Diğer taraftan, ülkemizde şişelenmiş olarak satılan birçok kaynak suyumuz, Ters Ozmoz ile elde edilen sulardan daha da az mineral içerir ve bu sular Türkiye’nin yüzyıllardır içilen ve beğenilen sularıdır. Bu kaynak sularının çıktığı bölgelerdeki insanlar doğdukları günden itibaren bu suları içerler ve bu insanların mineral eksikliği yaşadıkları konusunda hiç bir kayda rastlamıyoruz.
İNSAN İHTİYACI OLAN MİNERALLERİ İÇTİĞİ SUDAN MI ALIR?
Bu soru ile de çok sık karşılaşıyoruz. Türkçe’de SUSAMAK kelimesi insanın SU’ya olan ihtiyacını çok güzel izah ediyor. Tıp ilmine göre SU bir gıda değil, bedenimiz içinde birçok dengeyi kuran sıvının ihtiyacını karşılamak için içilen maddedir.

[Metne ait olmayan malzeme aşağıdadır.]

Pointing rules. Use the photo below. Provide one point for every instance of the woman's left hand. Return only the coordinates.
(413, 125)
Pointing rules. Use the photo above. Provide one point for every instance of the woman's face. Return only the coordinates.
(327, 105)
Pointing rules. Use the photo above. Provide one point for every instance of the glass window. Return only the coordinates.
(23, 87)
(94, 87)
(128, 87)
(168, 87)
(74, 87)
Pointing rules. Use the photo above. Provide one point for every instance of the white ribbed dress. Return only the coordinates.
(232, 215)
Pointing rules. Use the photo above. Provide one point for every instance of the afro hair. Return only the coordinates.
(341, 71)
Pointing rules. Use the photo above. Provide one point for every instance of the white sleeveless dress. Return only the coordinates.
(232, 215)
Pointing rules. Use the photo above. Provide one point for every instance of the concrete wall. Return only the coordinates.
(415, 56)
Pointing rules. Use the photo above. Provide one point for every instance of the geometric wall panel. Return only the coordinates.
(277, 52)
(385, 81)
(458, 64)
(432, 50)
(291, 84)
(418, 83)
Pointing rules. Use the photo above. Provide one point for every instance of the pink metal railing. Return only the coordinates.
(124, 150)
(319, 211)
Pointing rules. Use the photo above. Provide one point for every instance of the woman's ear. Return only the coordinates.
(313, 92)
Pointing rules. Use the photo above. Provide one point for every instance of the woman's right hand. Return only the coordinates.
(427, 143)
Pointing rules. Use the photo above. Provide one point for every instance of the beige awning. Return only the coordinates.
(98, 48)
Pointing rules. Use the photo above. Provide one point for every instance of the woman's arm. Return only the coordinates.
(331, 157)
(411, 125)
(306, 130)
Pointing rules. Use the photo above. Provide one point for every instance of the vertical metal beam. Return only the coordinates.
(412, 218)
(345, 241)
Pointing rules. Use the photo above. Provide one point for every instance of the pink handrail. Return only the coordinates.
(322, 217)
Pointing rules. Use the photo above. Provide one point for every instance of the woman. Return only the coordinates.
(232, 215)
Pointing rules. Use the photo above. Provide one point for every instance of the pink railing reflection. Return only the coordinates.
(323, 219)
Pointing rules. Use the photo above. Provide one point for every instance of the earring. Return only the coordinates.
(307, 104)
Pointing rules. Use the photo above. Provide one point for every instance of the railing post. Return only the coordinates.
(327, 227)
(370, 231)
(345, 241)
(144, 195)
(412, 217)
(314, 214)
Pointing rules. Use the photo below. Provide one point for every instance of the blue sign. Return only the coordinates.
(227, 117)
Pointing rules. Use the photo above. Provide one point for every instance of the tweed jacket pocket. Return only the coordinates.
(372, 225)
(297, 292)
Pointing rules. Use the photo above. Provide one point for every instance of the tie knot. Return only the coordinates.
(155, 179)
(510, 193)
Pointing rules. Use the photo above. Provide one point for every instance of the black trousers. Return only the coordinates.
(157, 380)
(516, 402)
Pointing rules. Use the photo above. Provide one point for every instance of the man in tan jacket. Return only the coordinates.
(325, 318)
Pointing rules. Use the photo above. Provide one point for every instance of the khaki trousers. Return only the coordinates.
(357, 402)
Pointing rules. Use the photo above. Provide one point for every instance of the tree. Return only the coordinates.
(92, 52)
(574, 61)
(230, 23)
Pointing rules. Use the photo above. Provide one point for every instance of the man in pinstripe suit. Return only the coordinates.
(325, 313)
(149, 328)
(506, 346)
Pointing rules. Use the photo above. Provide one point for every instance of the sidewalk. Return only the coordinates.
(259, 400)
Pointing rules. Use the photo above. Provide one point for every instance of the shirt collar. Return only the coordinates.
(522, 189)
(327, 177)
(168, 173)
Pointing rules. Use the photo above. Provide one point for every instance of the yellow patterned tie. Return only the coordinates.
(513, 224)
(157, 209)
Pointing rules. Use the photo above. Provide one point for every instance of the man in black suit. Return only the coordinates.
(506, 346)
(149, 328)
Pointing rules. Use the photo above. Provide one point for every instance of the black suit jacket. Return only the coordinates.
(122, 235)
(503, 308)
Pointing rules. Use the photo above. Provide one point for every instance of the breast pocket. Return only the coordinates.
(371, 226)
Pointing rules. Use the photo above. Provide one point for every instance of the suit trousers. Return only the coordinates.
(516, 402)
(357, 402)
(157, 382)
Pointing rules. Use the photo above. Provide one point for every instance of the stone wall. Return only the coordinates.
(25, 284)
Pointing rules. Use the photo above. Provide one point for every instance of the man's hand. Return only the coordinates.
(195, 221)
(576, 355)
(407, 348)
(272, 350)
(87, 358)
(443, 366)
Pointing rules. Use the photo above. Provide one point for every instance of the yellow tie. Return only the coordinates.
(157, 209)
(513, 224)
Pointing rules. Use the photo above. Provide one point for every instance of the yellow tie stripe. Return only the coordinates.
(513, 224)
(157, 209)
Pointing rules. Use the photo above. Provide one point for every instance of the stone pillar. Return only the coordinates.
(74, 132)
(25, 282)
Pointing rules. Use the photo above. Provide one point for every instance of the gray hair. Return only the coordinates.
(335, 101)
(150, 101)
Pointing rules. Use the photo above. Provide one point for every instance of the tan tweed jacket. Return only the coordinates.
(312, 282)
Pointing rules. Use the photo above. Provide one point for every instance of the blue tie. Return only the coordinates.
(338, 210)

Beslenme ile ilgili yayınlarda insanın gıda ve mineral ihtiyacı için su içmeye yön-lendirildiğine rastlamıyoruz, ancak, su ihtiyacını karşılamak için insanın çok su içmesi gerektiği her sağlık kitabında yer alıyor.
SAĞLIĞIMIZI KORUMAK İÇİN KAYNAK SUYU MU İÇMELİYİZ?
Yönetmelik insan içimi için “KAYNAK SUYU” yanında “İÇME SUYU” deyimi ile başka bir suyu da tarif ediyor ve kaynak suyunun “içme suyu”ndan daha sağlıklı olduğunu yazmıyor. Bugünkü teknolojiler sayesinde, Damıtma veya Ters Ozmoz teknikleri ile veya iki değişik kalitede suyu karıştırarak yönetmeliğin “içme suyu” tari-fine uygun, içimi çok hoş, lezzetli ve sağlıklı içme suyu üretmek mümkündür ve biz de bu teknikleri kullanarak içme suyu üreten tesisler kuruyoruz.
İnsanın TAD DUYUSU açısından da içme suyunu yorumlamaya çalışalım. Ülkemizde şöyle bir deyim var: “Renkler ve zevkler tartışılmaz.” Avrupalı’nın damak zevkine uygun çok sert suları içmek seyahate çıkmış birçok vatandaşımıza eziyet gibi geliyor. Diğer taraftan, ülkemize gelen Av-rupalıların bazıları bizim çok beğendiğimiz kaynak sularını içtiklerinde yüzlerini buruşturarak “Siz böyle saman gibi su mu içiyorsunuz?” şeklinde davranıyorlar. Oysa vatandaşlarımızın çoğu düşük mineralli suların lezzetini daha çok seviyor. Kısaca, suyun az veya çok mineral içermesi, sert veya yumuşak olması suyun içme kalitesi ile ilgili değildir, “damak zevki” ile ilgilidir. Resmi yönetmelik içme suyunun tadını tarif etmiyor.
Bu kıymetli yönetmeliğin varlığı ve detayları ülkemizde duyuldukça, içme suyu kalitesi konusunda piyasada dolaşan masal türü sözlerin azalacağını ümit ediyoruz.